Other observations: Things worth watching, not urgent.
Multi-turn Refinement
If user pushes back ("too aggressive", "I don't want to pause that"):
- Adjust only that specific point
- Don't repeat the full list unless asked
Tone
Advisory — professional but warm. Specific and data-driven.
"Execution needs to happen in Meta Ads Manager — I can walk you through the steps."

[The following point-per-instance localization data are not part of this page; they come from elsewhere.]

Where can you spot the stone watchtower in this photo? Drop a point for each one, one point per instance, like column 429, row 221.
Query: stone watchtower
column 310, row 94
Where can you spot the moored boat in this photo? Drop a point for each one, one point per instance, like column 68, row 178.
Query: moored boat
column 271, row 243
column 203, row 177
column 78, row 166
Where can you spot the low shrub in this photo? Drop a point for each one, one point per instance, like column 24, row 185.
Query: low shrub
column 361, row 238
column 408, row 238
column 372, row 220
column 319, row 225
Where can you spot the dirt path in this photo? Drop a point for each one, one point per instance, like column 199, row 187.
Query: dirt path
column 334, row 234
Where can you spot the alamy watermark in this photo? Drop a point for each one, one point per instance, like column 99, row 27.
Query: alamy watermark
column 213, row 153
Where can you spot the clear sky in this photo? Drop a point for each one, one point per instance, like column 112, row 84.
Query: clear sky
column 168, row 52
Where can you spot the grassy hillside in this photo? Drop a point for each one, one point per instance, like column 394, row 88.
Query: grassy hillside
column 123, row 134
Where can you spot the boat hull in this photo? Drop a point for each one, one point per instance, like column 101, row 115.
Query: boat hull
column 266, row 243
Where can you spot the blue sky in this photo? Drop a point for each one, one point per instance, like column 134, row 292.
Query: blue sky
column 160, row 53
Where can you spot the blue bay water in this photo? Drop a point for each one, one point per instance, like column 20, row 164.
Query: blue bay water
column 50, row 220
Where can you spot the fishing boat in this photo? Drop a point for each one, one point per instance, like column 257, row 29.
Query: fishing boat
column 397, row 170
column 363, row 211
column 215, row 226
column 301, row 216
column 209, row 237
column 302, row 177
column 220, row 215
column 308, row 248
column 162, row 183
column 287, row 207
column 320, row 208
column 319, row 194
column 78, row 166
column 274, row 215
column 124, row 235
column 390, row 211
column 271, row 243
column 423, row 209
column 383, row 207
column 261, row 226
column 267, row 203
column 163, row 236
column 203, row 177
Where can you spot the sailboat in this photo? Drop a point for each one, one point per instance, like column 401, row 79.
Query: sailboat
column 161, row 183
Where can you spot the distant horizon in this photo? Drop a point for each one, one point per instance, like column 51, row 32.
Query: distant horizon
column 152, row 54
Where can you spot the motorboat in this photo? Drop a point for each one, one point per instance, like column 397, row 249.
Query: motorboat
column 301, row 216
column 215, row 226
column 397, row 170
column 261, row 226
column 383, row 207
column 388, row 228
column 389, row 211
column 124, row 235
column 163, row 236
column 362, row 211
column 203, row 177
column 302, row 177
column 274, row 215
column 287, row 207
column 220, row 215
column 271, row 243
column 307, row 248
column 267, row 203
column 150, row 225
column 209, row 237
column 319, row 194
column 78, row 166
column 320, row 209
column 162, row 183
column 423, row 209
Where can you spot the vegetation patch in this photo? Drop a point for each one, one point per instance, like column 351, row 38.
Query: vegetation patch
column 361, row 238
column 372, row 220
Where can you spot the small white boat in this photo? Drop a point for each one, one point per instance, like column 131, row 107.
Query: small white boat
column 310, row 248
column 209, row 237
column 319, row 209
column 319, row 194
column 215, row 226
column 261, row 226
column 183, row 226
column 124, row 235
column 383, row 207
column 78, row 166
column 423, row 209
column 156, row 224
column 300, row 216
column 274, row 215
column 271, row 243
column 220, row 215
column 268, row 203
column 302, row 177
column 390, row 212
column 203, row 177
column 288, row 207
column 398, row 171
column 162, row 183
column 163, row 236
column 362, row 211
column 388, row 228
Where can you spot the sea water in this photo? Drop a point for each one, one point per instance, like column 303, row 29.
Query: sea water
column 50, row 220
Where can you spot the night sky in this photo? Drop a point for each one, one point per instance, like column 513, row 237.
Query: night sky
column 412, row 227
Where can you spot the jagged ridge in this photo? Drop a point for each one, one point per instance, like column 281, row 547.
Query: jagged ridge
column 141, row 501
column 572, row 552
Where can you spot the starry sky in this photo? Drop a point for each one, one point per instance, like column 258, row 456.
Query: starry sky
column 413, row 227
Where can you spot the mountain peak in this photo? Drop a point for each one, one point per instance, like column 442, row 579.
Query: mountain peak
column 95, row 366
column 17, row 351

"Once you've made these changes, I can re-analyze in a few days to see the impact."
Restrictions
- Every recommendation must cite specific data — never vague
- Never recommend without data support
- Maximum 1–3 recommendations — quality over quantity
Session Context — What This Skill Reads
This skill is the single exit point for all analysis outputs. Read the relevant keys from session context before producing recommendations:
| Key | Written By | Description |
|---|
| funnel_weak_points | meta-ads-analysis | Where the biggest funnel drop-off occurs |
| trend_signals | meta-ads-analysis | Direction of key metrics |
| anomalies | meta-ads-analysis | Unusual findings |
| data_quality | meta-ads-analysis | Whether data is sufficient to act on |
| lp_diagnosis | meta-ads-lead-gen-analysis (primary) | Ad side vs. landing page side — lead-gen-specific diagnosis |
| lp_diagnosis_general | meta-ads-analysis (fallback) | Ad side vs. landing page side — general diagnosis |
| capi_status | meta-ads-lead-gen-analysis | CAPI connection status |
| cpl_breakdown | meta-ads-lead-gen-analysis | Which funnel stage is the CPL bottleneck |
| recommended_fix_priority | meta-ads-lead-gen-analysis | Ranked fix order for lead gen |
| budget_reallocation_plan | meta-ads-audience-analysis | Specific audience budget shifts |
| audience_issues | meta-ads-audience-analysis | Overlap and misallocation findings |
| rotation_pipeline | meta-ads-creative-fatigue | Creative inventory by status |
| fatigue_level | meta-ads-creative-fatigue | Per-creative fatigue classification |
| days_until_death | meta-ads-creative-fatigue | Estimated creative lifespan |
| primary_root_cause | meta-ads-drop-diagnosis | Root cause of sudden performance drop |
| recovery_plan | meta-ads-drop-diagnosis | Structured recovery steps |
If no analysis context keys are present, ask the user: "I need to analyze your campaign data first. What time period should I look at?"